Similarly when we inhibited endocytosis, we did not observe any change in the distribution of focal adhesions.

Another mechanism previously suggested for regulating focal adhesions is the function of the Src family of protein kinases, and we did detect colocalisation of focal adhesions and a Src family kinase.

Similarly, when we inhibited the function of the Src family kinases, the distribution of focal adhesions was significantly altered. So these results show that endocytosis of integrins during focal adhesion disassembly isn’t regulating epithelial wound healing. 

S3: So we thought we would look at cell-cell junctions which are required to hold the cells together in a sheet as they migrate. Similar to the way focal adhesions link cells to the extracellular matrix, tight junctions attach adjacent epithelial cells to each other.

Tight junctions are based upon homo-typic interactions that form in the inter-cellular space between several transmembrane proteins. 

One of these, which has already been implicated in the process of epithelial wound healing, is the protein occludin.

So we used confocal microscopy to visualise occludin in tight junctions before and after monolayer wounding. As you can see occludin forms a clear band around the cell corresponding to the tight junction region.

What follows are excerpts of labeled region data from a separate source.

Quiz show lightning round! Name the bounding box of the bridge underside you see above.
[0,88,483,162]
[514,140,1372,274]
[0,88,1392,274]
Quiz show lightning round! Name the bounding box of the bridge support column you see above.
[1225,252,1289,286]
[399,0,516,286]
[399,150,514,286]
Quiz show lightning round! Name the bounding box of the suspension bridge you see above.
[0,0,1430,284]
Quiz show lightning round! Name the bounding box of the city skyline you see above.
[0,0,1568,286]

So we asked, what would happen to occludinafter wound formation.

As you can see following wound formation the occludin at the wound edge was rapidly lost and appeared to colocalise with Rab5 a marker for the early endocytic system (shown in yellow).

This transient colocalisation was statistically significant and indicative of monolayer wounding serving as a stimulus for occludin endocytosis from the wound edge.

Furthermore, when we inhibited endocytosis this redistribution from the wound edge was prevented.

S1: Therefore, we conclude that endocytosis is important in regulating epithelial wound healing, and while this does not seem to be through internalisation of integrins during focal adhesion disassembly, monolayer wounding is a stimulus for the internalisation of the tight junction protein occludin from the wound edge.